151, 154(i), 154(j), 160, 201-205, 214, 218, 403, and 571, unless
otherwise noted.
0
5. Section 63.11 is amended by revising paragraph (g)(2) to read as
follows:
Sec. 63.11 Notification by and prior approval for U.S. international
carriers that are or propose to become affiliated with a foreign
carrier.
* * * * *
(g) * * *
(2) In the case of a prior notification filed pursuant to paragraph
(a) of this section, the U.S. authorized carrier must demonstrate that
it continues to serve the public interest for it to operate on the
route for which it proposes to acquire an affiliation with the foreign
carrier authorized to operate in the non-WTO Member country. Such a
showing shall include a demonstration as to whether the foreign carrier
lacks market power in the non-WTO Member country with reference to the
criteria in Sec. 63.10(a) of this chapter. If the U.S. authorized
carrier is unable to make the required showing in Sec. 63.10(a) of
this chapter, the U.S. authorized carrier shall agree to comply with
the dominant carrier safeguards contained in Sec. 63.10(c) of this
chapter, effective upon the acquisition of the affiliation. If the U.S.

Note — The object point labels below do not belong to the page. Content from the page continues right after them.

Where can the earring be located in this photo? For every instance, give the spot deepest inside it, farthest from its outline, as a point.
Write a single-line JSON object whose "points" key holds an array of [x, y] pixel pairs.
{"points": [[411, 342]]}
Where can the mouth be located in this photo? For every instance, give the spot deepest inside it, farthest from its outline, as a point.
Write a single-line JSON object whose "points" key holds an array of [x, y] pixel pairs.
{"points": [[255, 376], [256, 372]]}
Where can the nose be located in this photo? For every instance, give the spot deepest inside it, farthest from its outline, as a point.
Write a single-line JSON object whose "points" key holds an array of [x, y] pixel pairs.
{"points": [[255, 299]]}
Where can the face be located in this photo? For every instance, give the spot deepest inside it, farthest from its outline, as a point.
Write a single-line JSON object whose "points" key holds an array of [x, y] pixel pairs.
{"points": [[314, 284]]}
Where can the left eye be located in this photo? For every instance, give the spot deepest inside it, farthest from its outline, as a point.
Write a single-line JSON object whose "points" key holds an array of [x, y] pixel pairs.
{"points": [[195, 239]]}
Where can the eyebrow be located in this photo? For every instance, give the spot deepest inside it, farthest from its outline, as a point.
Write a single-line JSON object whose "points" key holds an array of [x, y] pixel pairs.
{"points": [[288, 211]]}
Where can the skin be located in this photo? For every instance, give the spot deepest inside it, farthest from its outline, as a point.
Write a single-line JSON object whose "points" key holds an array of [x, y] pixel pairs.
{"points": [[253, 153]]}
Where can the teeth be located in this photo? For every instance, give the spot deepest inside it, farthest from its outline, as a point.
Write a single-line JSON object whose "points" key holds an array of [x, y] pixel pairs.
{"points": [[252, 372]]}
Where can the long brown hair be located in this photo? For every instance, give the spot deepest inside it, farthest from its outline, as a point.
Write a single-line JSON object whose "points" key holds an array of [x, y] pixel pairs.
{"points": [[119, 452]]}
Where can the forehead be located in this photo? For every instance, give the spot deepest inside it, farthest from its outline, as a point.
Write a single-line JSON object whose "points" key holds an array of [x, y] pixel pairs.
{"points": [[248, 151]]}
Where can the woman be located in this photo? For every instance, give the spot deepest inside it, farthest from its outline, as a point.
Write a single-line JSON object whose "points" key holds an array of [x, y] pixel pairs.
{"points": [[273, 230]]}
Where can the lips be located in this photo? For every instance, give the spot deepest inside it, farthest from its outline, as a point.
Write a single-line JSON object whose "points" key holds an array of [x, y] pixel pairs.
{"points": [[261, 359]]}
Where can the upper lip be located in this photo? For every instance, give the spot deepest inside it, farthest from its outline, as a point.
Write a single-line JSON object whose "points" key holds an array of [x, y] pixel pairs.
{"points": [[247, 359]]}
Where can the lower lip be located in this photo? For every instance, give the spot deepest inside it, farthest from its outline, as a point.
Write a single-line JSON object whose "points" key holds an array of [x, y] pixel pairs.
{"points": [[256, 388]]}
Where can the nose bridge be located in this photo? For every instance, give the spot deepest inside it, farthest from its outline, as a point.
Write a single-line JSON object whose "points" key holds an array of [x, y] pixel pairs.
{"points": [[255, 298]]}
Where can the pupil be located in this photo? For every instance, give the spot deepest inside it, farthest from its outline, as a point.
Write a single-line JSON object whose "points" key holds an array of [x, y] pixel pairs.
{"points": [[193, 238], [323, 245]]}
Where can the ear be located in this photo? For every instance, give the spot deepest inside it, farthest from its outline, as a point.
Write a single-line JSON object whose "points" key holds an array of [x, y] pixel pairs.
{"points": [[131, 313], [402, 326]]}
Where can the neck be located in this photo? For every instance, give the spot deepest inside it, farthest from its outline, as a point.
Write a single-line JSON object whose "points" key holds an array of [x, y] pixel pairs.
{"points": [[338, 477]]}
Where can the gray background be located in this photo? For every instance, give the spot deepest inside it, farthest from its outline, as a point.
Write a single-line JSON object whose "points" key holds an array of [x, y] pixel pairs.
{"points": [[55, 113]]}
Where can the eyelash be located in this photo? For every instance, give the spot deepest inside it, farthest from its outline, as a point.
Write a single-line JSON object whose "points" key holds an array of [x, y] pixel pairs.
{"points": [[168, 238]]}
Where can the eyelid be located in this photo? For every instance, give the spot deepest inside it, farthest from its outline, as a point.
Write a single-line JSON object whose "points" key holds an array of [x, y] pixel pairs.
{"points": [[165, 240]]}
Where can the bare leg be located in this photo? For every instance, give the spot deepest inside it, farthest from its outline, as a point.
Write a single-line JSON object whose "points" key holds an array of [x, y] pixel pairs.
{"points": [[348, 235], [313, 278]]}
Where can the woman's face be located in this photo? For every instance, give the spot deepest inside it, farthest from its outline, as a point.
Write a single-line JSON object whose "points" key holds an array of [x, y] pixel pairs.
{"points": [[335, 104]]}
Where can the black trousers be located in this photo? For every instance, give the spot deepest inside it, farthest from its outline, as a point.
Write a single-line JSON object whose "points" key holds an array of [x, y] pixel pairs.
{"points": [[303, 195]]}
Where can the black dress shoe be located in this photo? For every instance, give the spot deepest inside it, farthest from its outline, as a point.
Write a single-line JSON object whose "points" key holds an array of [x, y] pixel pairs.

authorized carrier is notified by the Commission that the affiliation
may otherwise harm the public interest pursuant to the Commission's
policies and rules, then the Commission may impose conditions necessary
to address any public interest harms or may proceed to an immediate
authorization revocation hearing.
Note to Paragraph (g)(2): Under Sec. 63.10(a) of this chapter,
the Commission presumes, subject to rebuttal, that a foreign carrier
lacks market power in a particular foreign country if the applicant
demonstrates that the foreign carrier lacks 50 percent market share
in international transport facilities or services, including cable
landing station access and backhaul facilities, intercity facilities
or services, and local access facilities or services on the foreign
end of a particular route.
* * * * *
0
6. Section 63.18 is amended by revising paragraph (k) introductory
text, adding a note to paragraph (k), redesignating paragraph (q) as
(r), and adding new paragraph (q), to read as follows:
Sec. 63.18 Contents of applications for international common
carriers.
* * * * *
(k) For any country that the applicant has listed in response to
paragraph (j) of this section that is not a member of the World Trade
Organization, the applicant shall make a demonstration as to whether
the foreign carrier has market power, or lacks market power, with
reference to the criteria in Sec. 63.10(a) of this chapter.
* * * * *
Note to Paragraph (k): Under Sec. 63.10(a), the Commission
presumes, subject to rebuttal, that a foreign carrier lacks market
power in a particular foreign country if the applicant demonstrates
that the foreign carrier lacks 50 percent market share in
international transport facilities or services, including cable
landing station access and backhaul facilities, intercity facilities
or services, and local access facilities or services on the foreign
end of a particular route.
* * * * *
(q) Any other information that may be necessary to enable the
Commission to act on the application.